Permission to play transshipment maintenance choreography service: Assume Role + Pass Role

Time:2019-10-11

What is Operations and Maintenance Choreography Service?

Operation Orchestration Service (OOS) is an automated operation and maintenance platform on the cloud, providing the management and execution of operation and maintenance tasks. Typical usage scenarios include event-driven operation and maintenance, batch operation and maintenance, timing operation and maintenance tasks, cross-regional operation and maintenance, etc. OOS provides approval, notification and other functions for important operation and maintenance scenarios. OOS helps users to achieve standardized operations and maintenance tasks, thereby practicing the advanced concept of operations as code. OOS supports cross-product use. Users can use OOS to manage cloud products such as ECS, RDS, SLB and VPC.

In plain language, Aliyun users write a template containing operation and maintenance logic, submit it it to OOS, and then OOS in the cloud to execute the operation and maintenance logic in the template as a user.

Aliyun OOS public templates are already available in GitHub

For more information, please refer to the previous article. Aliyun’s blockbuster release of Cloud Automation Tool – Operations, Maintenance and Arrangement OOS
Or refer to Operations and Maintenance to compile official help documents

Three basic concepts of privilege: user, authorization policy, and role

First of all, users are accounts. This concept is well understood. Users are divided into two categories: main account and sub account.

Users on Aliyun will register a cloud account when they first use Aliyun service. The account generated by this registration is called the main account, which can be understood as root account and has the highest privileges.

Next, if a user with a primary account wants to create a subaccount, he or she needs to launch a cloud product called RAM (Resource Access Management). After opening RAM, you can create sub-accounts on the RAM console. The purpose of creating sub-accounts is to restrict the rights of sub-accounts and avoid the risk of abuse and disclosure of root accounts.

So, how to limit the rights of sub-accounts? Here we need to introduce the concept of authorization policy.

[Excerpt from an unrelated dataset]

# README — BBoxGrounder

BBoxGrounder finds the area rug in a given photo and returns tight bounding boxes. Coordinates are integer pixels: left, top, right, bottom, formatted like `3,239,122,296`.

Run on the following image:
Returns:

Authorization policies represent a set of privileges, such as the set of privileges to create destroy start-stop for ECS. Authorization strategies can also be divided into two categories, one is the built-in system authorization strategy in Aliyun, the other is user-defined authorization strategy. OOS service includes two system authorization policies by default. One is called OOS Full Access, which is equivalent to having all the permissions of OOS service. The other is called OOSReadOnlyAccess, which is equivalent to reading only OOS templates and historical execution data, not modifying templates or starting execution.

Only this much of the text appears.